The same visit also brought a little razzing from a younger customer in the store. He didn’t know Mohamed but recognized him from seeing him at a business in St. Peter. Translating later, Mohamed said the man said he saw him eating.
“I told him I was hungry,” Mohamed said as he laughed and rubbed his stomach.
He was moving barriers — something that’s easier to do in a grocery setting than in the middle of a police call where someone is being cited or facing arrest. The same skills come into play during those situations, though, Mohamed said.
“A lot of Somalis, when they get into trouble, they have some sort of language barrier,” he said. “They don’t understand their rights and the laws, so it creates more barriers.”
His grocery loyalties in Mankato change when he’s looking for a prepared meal. A good time to visit the International Halel Market in the Village East Center strip mall near Hilltop Lane is during breakfast, lunch or dinner, he said.
“I’m single and I don’t cook, so I stop here often,” he said during a recent visit to the restaurant and store.

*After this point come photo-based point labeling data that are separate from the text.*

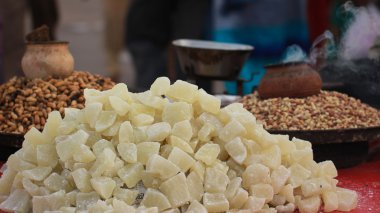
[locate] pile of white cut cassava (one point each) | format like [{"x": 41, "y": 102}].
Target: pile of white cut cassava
[{"x": 170, "y": 149}]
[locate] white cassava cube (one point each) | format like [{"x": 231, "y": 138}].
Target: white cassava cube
[
  {"x": 137, "y": 109},
  {"x": 6, "y": 181},
  {"x": 33, "y": 136},
  {"x": 153, "y": 197},
  {"x": 17, "y": 201},
  {"x": 47, "y": 155},
  {"x": 142, "y": 120},
  {"x": 232, "y": 188},
  {"x": 236, "y": 150},
  {"x": 131, "y": 174},
  {"x": 208, "y": 153},
  {"x": 120, "y": 106},
  {"x": 330, "y": 201},
  {"x": 196, "y": 207},
  {"x": 279, "y": 177},
  {"x": 183, "y": 130},
  {"x": 104, "y": 186},
  {"x": 105, "y": 120},
  {"x": 66, "y": 145},
  {"x": 85, "y": 199},
  {"x": 37, "y": 174},
  {"x": 121, "y": 207},
  {"x": 199, "y": 168},
  {"x": 208, "y": 103},
  {"x": 49, "y": 202},
  {"x": 149, "y": 99},
  {"x": 254, "y": 174},
  {"x": 262, "y": 190},
  {"x": 128, "y": 152},
  {"x": 180, "y": 158},
  {"x": 287, "y": 192},
  {"x": 126, "y": 195},
  {"x": 206, "y": 132},
  {"x": 104, "y": 161},
  {"x": 215, "y": 202},
  {"x": 56, "y": 182},
  {"x": 101, "y": 145},
  {"x": 298, "y": 174},
  {"x": 83, "y": 154},
  {"x": 120, "y": 90},
  {"x": 309, "y": 205},
  {"x": 327, "y": 169},
  {"x": 271, "y": 157},
  {"x": 181, "y": 144},
  {"x": 255, "y": 204},
  {"x": 150, "y": 181},
  {"x": 158, "y": 131},
  {"x": 92, "y": 112},
  {"x": 52, "y": 124},
  {"x": 183, "y": 91},
  {"x": 160, "y": 86},
  {"x": 215, "y": 181},
  {"x": 161, "y": 168},
  {"x": 82, "y": 180},
  {"x": 126, "y": 132},
  {"x": 112, "y": 130},
  {"x": 195, "y": 186},
  {"x": 29, "y": 153},
  {"x": 176, "y": 112},
  {"x": 145, "y": 150},
  {"x": 347, "y": 199},
  {"x": 232, "y": 130},
  {"x": 176, "y": 190},
  {"x": 239, "y": 199}
]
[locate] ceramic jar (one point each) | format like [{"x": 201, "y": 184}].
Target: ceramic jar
[{"x": 42, "y": 59}]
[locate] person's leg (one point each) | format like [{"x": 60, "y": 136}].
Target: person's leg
[
  {"x": 147, "y": 36},
  {"x": 115, "y": 13},
  {"x": 149, "y": 61}
]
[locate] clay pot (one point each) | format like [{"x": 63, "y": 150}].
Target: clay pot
[
  {"x": 42, "y": 59},
  {"x": 293, "y": 80}
]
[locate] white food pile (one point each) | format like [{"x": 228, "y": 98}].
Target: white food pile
[{"x": 171, "y": 149}]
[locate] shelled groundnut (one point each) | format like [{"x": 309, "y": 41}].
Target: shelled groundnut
[
  {"x": 25, "y": 103},
  {"x": 327, "y": 110},
  {"x": 169, "y": 149}
]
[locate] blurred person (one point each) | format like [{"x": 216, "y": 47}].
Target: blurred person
[
  {"x": 44, "y": 12},
  {"x": 268, "y": 25},
  {"x": 12, "y": 47},
  {"x": 152, "y": 25},
  {"x": 115, "y": 16}
]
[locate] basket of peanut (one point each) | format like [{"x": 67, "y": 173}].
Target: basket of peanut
[
  {"x": 26, "y": 103},
  {"x": 339, "y": 126}
]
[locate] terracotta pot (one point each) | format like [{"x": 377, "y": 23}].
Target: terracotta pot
[
  {"x": 42, "y": 59},
  {"x": 293, "y": 80}
]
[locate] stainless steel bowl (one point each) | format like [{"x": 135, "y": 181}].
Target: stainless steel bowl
[{"x": 211, "y": 60}]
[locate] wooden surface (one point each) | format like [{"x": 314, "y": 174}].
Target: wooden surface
[{"x": 365, "y": 179}]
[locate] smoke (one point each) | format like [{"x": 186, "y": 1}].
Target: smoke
[
  {"x": 361, "y": 32},
  {"x": 294, "y": 53}
]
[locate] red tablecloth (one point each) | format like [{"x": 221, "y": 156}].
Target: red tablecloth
[{"x": 365, "y": 179}]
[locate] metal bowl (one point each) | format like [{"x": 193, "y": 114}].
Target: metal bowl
[{"x": 211, "y": 60}]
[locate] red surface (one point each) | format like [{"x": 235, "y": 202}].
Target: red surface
[{"x": 365, "y": 179}]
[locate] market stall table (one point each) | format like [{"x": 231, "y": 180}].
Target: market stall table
[{"x": 365, "y": 179}]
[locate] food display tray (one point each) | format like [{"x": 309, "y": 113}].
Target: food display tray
[{"x": 346, "y": 147}]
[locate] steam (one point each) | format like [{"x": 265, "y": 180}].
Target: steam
[
  {"x": 294, "y": 53},
  {"x": 361, "y": 32}
]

Mohamed Ahmed, the store’s latest owner, is a 2004 East High School graduate who received an associate degree in sales and marketing from South Central College before earning a bachelor’s degree in accounting from Minnesota State University. He has only developed a casual relationship with Mohamed so far, but he said he likes how the officer talks to store customers and works with kids living in the Hilltop Lane apartment complex.
Ahmed used to be one of those kids when his family moved into the complex in 2001.
“I think he’s not helping only Somalis, but Africans — the immigrants,” Ahmed said. “He respects the language. He talks to young people. He builds trust. He’s a gentleman.
“We want a feeling of trust between the police and the community.”
After Mohamed left Ahmed’s store, his next stop was the nearby soccer field where Ali and the other kids were playing. As he left for his police call, he said his first year on duty in Mankato has confirmed he made the right decision. The kids he enjoys working with show that.
“It feels good to let them know if you have a dream, you can achieve it,” he said.